Mi primer concierto fue uno grandioso; para la edad que tenía no calculaba el evento melódico al que iba a asistir.¿Les suena Roger Waters?, ¿les suena Pink Floyd?, ¿les suenan canciones como: "Wish You Were Here” “Comfortably Numb” o “Another brick In The Wall”? Justo esta última canción representaba la revolución del sistema que mi ser pedía con desesperación: tenia 15 años y recién había perdido a mi mamá, estaba enamorada y me enfrentaba sola por primera vez en mi vida a los prejuicios y millones de reglas sociales ilógicas de la escuela de monjas en la que iba y en la que por cierto no era nada popular. Mi novio de la época paso por mí a la escuela mientras las monjas lo miraban de reojo por la apariencia de ser un músico que no había hecho la primera comunión; nos besamos en la boca solo para molestar. Él no podía hablar de otra cosa: ¡”vamos a ir al concierto de Roger Waters!” … “el de Pink Floyd”. Ahí suspiré feliz porque esa referencia sí la sabía. Pasamos toda la tarde viendo videos de la banda, escuchando las canciones religiosamente, como si se tratara de una especie de ritual sagrado.

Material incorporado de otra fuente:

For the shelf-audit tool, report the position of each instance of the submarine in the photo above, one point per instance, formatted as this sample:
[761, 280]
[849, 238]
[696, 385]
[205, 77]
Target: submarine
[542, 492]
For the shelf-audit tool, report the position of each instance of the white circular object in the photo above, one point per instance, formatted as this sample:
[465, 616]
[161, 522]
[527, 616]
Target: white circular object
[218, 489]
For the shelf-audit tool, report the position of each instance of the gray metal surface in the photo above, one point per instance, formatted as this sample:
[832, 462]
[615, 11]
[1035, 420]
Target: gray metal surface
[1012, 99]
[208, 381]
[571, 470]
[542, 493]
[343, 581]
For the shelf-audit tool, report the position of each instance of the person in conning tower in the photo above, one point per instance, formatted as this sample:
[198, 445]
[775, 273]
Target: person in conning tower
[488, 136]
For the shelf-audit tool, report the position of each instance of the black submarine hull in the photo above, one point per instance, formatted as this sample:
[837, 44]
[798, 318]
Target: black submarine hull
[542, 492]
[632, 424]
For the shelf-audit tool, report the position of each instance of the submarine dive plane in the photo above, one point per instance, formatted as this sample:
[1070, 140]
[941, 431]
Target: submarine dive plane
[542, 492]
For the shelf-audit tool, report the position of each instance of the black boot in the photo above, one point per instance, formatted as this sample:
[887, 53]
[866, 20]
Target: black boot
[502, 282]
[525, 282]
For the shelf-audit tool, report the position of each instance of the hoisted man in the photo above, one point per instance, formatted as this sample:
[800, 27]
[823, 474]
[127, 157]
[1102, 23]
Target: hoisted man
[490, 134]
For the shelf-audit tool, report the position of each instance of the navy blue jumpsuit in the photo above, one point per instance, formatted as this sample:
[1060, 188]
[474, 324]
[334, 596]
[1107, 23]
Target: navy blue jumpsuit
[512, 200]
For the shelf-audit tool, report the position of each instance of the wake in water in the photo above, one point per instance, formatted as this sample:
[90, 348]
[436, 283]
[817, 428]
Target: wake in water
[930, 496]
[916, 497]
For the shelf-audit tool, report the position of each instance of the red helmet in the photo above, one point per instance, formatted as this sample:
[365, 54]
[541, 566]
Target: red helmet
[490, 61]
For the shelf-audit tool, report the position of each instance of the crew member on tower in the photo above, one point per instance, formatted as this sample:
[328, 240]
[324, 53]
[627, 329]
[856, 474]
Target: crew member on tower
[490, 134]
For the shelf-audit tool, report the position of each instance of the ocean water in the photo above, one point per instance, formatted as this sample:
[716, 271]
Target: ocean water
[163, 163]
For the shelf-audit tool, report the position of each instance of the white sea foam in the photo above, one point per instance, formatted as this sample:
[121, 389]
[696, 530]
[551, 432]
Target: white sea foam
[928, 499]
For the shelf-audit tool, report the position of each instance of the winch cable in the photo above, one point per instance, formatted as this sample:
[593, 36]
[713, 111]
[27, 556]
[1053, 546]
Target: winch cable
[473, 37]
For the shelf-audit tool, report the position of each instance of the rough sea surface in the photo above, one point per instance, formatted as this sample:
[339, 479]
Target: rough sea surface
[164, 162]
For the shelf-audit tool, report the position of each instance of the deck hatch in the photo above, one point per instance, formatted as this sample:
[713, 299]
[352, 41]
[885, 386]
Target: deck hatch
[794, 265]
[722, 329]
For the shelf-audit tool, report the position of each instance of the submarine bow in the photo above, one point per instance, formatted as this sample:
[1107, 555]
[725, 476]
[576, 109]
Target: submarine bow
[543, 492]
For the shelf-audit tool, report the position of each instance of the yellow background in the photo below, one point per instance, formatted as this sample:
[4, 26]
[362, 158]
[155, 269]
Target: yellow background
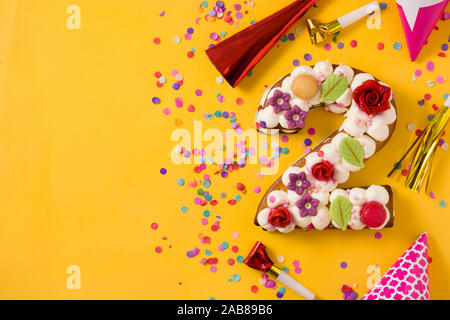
[81, 146]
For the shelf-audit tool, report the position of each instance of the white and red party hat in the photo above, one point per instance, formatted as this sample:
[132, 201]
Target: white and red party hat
[408, 278]
[418, 19]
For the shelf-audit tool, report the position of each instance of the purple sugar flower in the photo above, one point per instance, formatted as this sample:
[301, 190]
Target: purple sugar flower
[298, 182]
[280, 101]
[296, 117]
[307, 205]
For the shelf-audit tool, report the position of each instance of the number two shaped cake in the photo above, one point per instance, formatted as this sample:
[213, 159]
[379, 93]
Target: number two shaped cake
[307, 196]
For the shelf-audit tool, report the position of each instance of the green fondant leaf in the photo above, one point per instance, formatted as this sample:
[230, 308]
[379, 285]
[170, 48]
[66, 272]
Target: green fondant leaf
[341, 211]
[352, 151]
[333, 87]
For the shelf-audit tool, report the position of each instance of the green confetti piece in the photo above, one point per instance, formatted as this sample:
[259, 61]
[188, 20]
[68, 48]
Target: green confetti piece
[352, 151]
[333, 87]
[341, 211]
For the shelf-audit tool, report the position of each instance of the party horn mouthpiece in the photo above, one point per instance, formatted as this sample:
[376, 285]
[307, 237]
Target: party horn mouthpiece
[258, 259]
[319, 31]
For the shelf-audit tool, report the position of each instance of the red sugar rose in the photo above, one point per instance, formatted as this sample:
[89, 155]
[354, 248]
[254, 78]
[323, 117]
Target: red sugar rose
[373, 214]
[372, 97]
[323, 171]
[280, 217]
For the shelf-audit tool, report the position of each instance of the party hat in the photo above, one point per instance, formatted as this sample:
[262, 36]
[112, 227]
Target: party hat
[408, 278]
[418, 19]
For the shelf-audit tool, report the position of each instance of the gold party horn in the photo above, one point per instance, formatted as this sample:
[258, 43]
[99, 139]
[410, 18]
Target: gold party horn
[319, 31]
[423, 158]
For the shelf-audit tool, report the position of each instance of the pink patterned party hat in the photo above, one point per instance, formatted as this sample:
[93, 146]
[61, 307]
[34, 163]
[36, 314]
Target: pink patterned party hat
[418, 19]
[408, 278]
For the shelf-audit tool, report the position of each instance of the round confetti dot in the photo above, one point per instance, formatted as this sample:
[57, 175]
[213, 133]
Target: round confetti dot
[156, 100]
[178, 102]
[176, 39]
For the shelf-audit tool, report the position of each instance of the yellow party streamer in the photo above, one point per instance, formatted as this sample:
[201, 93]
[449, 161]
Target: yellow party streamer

Siempre lo he dicho: nacimos en una generación que esta por herencia decepcionada de todo, de todos, acostumbrada más a agruparse por desaprobación que por esperanza en algo. Pero no a la música, la música es diferente, la abstracción del sonido hace que quien la genera nos parezca tener un discurso puro y genuino.
Eso sentí esa noche en el concierto: después de ser la hija del “hippie” la hermana de la “lesbiana”, la que “no tiene mamá”, sentía que ahí, en ese mar obscuro iluminado solo por las luces del escenario, pertenecía a algo a lo que Roger Waters dijera, a ese muro de la canción que tenía que ser tirado, a la bola de juicios y prejuicios que se pueden romper al ritmo de compases y letras que dicen desde la garganta de otro ser, de otro país y que habla otro idioma exactamente lo que tu sientes. Si eso no es magia, yo no sé qué sí lo es.
En ese concierto nos iluminábamos con el momento. A pesar de que por supuesto había celulares no eran los de ahora que llamamos “inteligentes”, que hacen todo por ti, al punto de que lo único no “inteligente” del celular es su dueño. Esos aparatos se usaban para hablar sin necesidad de estar en casa, nada mala idea, ¿cierto?. Cuando estoy en un concierto, puedo detectar esa llama de pertenencia en otros, puedo encontrar esa versión de mí y aunque parezca incompresible verlos sostener durante todo el concierto un celular en la mano con el cual graban absolutamente cada detalle para todos y para nadie. ¿No piensan que ese momento mágico debiera ser para la persona que decidió pararse frente a su artista?, únicamente para él, para su memoria, para su historia. Cuando un celular se interpone “guardando” el momento no puedo evitar sentir una enorme desesperación, no lo puedo comprender, quisiera que entre las miles de cabezas aferradas a ese tabique electrónico hubiera un valiente dispuesto a vivir por y para él únicamente, con la humildad de quien entiende que los momentos se acaban, con la sabiduría de que eso es precisamente lo que los hace mágicos, con la autenticidad de saber que como decía el Principito: “Solo se ve bien con el corazón, lo esencial es invisible a los ojos”.